Bone broth or a collagen supplement — which does your dog need?

Choose bone broth when the goal is hydration, tempting appetite, or gentle nourishment during recovery. Choose a dosed collagen supplement when the goal is steady, measurable support for joints, skin, and coat over months, where the exact amount is the whole point. Many owners use both: broth as a tasty topper, a standardized formula for the daily collagen itself. Explore our full range of collagen supplements for dogs, led by our liquid collagen for dogs. For safe amounts and timing, see our collagen dosage guide.

Frequently asked questions

Can I give my dog bone broth every day?

Yes, plain dog-safe bone broth can be a daily topper for most healthy dogs, kept within about 10% of daily calories. Introduce it slowly and check with your vet if your dog has kidney, heart, or pancreatic disease.

Does bone broth actually contain collagen?

It does, mostly as gelatin from Type I collagen, but the amount is variable and usually modest. Research shows broth is an unreliable source of collagen precursors compared with a standardized supplement.

Is store-bought bone broth safe for dogs?

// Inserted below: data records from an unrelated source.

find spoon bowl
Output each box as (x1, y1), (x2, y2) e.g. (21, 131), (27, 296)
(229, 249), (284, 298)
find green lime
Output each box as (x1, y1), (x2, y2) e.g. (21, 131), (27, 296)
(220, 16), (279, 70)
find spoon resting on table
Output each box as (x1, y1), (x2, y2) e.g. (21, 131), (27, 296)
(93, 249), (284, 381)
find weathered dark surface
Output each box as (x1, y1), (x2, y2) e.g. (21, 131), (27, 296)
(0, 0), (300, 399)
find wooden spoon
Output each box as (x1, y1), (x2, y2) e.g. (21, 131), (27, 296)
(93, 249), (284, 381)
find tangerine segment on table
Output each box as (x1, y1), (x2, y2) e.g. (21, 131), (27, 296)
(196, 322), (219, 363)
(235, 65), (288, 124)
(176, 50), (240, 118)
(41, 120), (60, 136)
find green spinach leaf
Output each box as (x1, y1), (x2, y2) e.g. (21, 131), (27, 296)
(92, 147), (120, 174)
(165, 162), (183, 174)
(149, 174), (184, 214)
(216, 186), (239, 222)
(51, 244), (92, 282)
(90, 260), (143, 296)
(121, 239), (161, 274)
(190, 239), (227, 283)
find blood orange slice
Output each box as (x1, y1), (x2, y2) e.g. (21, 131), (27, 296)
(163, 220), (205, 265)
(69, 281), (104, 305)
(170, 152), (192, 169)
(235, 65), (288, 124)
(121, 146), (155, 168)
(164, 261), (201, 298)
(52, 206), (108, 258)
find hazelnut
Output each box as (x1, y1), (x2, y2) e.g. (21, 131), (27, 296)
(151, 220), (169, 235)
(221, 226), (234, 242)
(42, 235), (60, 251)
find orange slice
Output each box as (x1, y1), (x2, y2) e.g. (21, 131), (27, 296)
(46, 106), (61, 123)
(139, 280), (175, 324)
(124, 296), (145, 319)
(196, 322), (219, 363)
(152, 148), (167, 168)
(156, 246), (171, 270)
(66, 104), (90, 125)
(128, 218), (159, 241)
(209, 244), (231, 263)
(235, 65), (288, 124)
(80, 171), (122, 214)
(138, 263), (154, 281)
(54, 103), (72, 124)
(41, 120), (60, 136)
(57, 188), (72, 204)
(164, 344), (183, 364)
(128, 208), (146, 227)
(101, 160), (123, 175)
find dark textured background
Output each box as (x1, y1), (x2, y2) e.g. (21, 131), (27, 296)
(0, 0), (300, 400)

Only if it lists no onion, garlic, or other allium and is low in sodium. Many human broths contain these toxic ingredients, so choose a product labeled dog-safe or make your own.

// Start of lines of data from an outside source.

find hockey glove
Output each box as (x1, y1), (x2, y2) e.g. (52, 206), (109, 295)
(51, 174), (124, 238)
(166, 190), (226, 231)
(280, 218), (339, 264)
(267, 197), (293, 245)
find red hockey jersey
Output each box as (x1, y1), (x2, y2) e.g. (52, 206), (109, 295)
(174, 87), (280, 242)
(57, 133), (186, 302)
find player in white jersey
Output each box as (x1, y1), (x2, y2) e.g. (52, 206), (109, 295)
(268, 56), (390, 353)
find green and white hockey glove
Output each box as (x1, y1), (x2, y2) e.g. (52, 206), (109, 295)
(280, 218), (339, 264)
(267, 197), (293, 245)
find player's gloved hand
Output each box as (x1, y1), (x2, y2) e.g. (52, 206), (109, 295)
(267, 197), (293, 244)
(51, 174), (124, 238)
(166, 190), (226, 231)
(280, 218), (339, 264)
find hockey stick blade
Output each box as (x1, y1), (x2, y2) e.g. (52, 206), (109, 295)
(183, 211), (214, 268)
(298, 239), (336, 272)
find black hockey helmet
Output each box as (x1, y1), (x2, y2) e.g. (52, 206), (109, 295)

Can bone broth replace a collagen supplement?

Not for consistent dosing. Broth is excellent for hydration and palatability, but a measured supplement delivers a known, repeatable amount of collagen — something broth cannot guarantee.

Is bone broth good for a dog's joints?

It supplies small amounts of joint-supporting nutrients and may help as part of a balanced diet, but it is not a substitute for a therapeutic dose of collagen or joint nutraceuticals if your dog has arthritis.


This article is for educational purposes and is not a substitute for veterinary advice. Always talk with your veterinarian before adding bone broth or any supplement to your dog's diet, especially if your dog has a health condition or takes medication.